Dolphins are very intelligent creatures who can do incredible things. One of the most interesting facts about dolphins is their extra sense, echolocation, also known as sonar.

Echolocation is a dolphin’s unique way of seeing underwater to locate and track its prey. A dolphin’s head contains sensitive organs which allow it to send and receive sound waves. These sound waves bounce off underwater objects, giving the dolphin information about size and distance.

Graceful swimmers, dolphins move through water with powerful up-and-down strokes created by their tails. Common dolphins can dive as deep as 840 feet. They can stay underwater for about eight minutes. Dolphins are quite fast; in fact, scientists suggest they can swim up to 30 miles per hour.

A dolphin also uses its tail to slap the surface of the water, which creates huge splashes and noises that travel over half a mile underwater. Scientists believe this may also be a type of communication.

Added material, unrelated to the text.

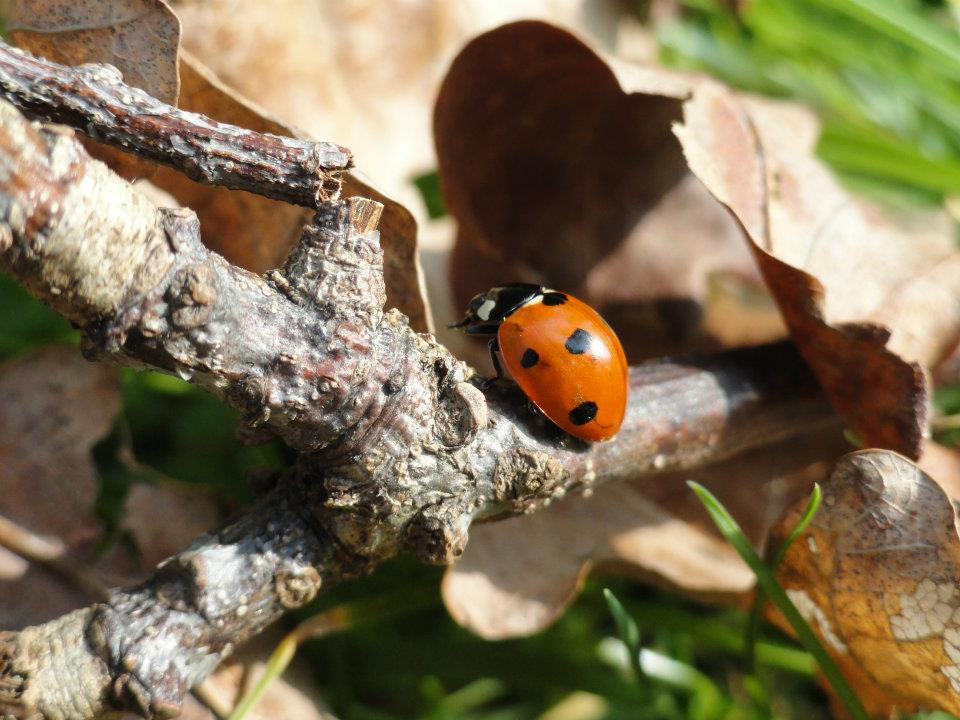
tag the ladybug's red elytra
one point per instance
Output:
(560, 352)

The common dolphin has a varied diet. It eats many species of fish and squid who live fewer than 660 feet deep, including schooling fish, squid, shrimp, and crabs. The dolphin’s beak is lined with 57 pairs of teeth on both its upper and lower jaws, which are ideal for holding slippery fish. Dolphins can consume about five percent of their body weight daily, which can be a lot considering they weigh 220 to 300 pounds

Currently, there are quite a few risks to common dolphins due to human activity. One significant risk is the amount of pollution in water. Both chemicals and plastic in their aquatic homes have a huge negative impact on the health of dolphins. Efforts to reduce pollution have a long way to go.